As the only major-party candidate who lives in the constituency, it comes as no surprise that Daisy Cooper knows the issues faced by St Albans inside and out. Her involvement in local campaigns is incredibly broad (from Save St Albans Pubs to the commuter action group) – but her vision for the future is global. She has fought for LGBT+ rights abroad, and wants the UK to become a world leader in tackling the climate emergency. She fully supports a Final Say referendum.
St Albans voted to stay in the EU by 62%, and has had a Tory MP for the last 20 years. But this election is different. A high proportion of young people and students, high pro-EU sentiment and Cooper’s popularity amongst local voters mean this constituency could be swung away from the Tories – just – if Labour voters tactically support Cooper.
Team FFS: Hi Daisy! Can you tell us why you think tactical voting is key in St Albans?
The British ‘first past the post’ system means that tactical voting is always key in UK parliament elections. In 2017 I came second as the Liberal Democrat candidate and so Labour voters that want to change their current Conservative MP should tactically vote for me as the best chance to do so. It’s not just Labour voters that are adding their support to my campaign. Greens concerned about the climate crisis will see that our manifesto has scored better than the Conservative’s, and Remainers from all parties are choosing my longstanding support for a People’s Vote over the hard-Brexit policies of the current MP. I think people realise that it is vital that we put aside small differences and focus on the big issues that unite us in this election.
Team FFS: Why do you back a final say referendum on any Brexit outcome?
Let’s face it: after three years and three prime ministers, everyone thinks Brexit is a national humiliation and there is no form of Brexit that has convinced the people to get behind it.
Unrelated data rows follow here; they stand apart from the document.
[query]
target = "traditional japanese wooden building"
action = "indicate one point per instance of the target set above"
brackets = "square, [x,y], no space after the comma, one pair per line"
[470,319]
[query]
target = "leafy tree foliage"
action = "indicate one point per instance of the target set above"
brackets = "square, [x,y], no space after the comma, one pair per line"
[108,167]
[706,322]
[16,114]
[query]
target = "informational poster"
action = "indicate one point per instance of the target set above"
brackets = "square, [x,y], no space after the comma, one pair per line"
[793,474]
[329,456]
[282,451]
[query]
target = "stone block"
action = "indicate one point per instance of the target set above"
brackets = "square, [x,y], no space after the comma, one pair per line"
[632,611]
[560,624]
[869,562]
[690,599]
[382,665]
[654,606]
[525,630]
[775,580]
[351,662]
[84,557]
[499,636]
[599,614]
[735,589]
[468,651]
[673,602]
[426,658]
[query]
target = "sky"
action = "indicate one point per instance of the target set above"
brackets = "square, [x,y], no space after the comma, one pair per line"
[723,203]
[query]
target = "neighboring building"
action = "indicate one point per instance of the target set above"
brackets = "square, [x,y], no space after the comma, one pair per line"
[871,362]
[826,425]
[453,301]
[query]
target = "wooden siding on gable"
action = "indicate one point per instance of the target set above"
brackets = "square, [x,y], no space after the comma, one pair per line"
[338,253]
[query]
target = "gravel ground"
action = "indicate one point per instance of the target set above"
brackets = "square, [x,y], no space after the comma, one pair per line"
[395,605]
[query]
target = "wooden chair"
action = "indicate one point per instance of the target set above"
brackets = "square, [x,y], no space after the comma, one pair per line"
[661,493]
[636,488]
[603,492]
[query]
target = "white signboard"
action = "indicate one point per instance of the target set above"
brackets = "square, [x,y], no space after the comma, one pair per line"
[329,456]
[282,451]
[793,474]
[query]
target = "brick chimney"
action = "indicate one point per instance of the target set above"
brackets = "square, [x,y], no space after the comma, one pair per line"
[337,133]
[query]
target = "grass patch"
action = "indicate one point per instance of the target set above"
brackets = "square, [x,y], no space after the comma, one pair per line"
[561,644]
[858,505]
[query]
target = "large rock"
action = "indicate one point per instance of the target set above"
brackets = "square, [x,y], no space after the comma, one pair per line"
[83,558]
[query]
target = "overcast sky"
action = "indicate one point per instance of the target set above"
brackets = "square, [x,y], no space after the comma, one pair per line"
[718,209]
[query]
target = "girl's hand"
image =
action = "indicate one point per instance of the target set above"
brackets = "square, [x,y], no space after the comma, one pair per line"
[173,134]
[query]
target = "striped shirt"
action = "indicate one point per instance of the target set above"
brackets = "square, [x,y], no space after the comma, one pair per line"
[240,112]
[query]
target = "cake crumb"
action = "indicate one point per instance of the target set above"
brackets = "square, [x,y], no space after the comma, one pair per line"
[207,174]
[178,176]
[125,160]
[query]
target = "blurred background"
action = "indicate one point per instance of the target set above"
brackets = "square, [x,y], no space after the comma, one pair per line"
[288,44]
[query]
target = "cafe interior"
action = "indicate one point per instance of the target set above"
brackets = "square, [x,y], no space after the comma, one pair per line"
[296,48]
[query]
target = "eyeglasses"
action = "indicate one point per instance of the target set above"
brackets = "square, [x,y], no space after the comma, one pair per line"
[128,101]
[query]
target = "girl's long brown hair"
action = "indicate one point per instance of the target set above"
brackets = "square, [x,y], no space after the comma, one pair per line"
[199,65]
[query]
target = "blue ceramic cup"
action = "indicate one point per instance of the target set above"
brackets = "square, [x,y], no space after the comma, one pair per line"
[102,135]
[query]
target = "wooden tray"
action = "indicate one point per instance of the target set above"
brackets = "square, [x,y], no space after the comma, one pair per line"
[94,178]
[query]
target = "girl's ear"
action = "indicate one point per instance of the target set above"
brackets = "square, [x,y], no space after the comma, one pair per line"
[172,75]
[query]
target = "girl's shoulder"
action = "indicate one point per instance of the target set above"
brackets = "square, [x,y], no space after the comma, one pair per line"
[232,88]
While the Tories have wanted to force a destructive Brexit on the public, the Liberal Democrats have been leading the call for a People’s Vote on any Brexit deal for years. We have tabled amendments for a People’s Vote on Brexit 17 times and voted in favour of a People’s Vote at every opportunity we had. Sadly, the numbers weren’t there in Parliament and we ended up with this General Election instead. In a People’s Vote, we want Remain to be on the ballot paper and we would continue to lead that campaign to Remain. As this general election may be the closest we get to a People’s Vote on Brexit, we still wanted Remain to be on the ballot paper and so we have set a policy that we’d revoke Article 50 and remain in the EU if the people gave us a democratic mandate to do so. In all other circumstances, we’ll be calling for whoever is in Number 10 to put their deal (when they’ve finally got one) back to the people for the final say.
Team FFS: Why do you think young people and students are so important in this election?
In St Albans, the election is going to be very close with perhaps a few hundred votes deciding whether we will have a Conservative or a Liberal Democrat MP. Statistically speaking, older people are much more likely to vote and they tend to vote for Conservatives. On the other hand, youth turnout is around 40-50% and tends to support the Liberal Democrats, Labour or Green parties. That means there is lots of scope for an increase in youth vote. When the result in St Albans is likely to be so close, young voters choosing the Liberal Democrats really could change the result and deprive Boris Johnson of another hard Brexit MP.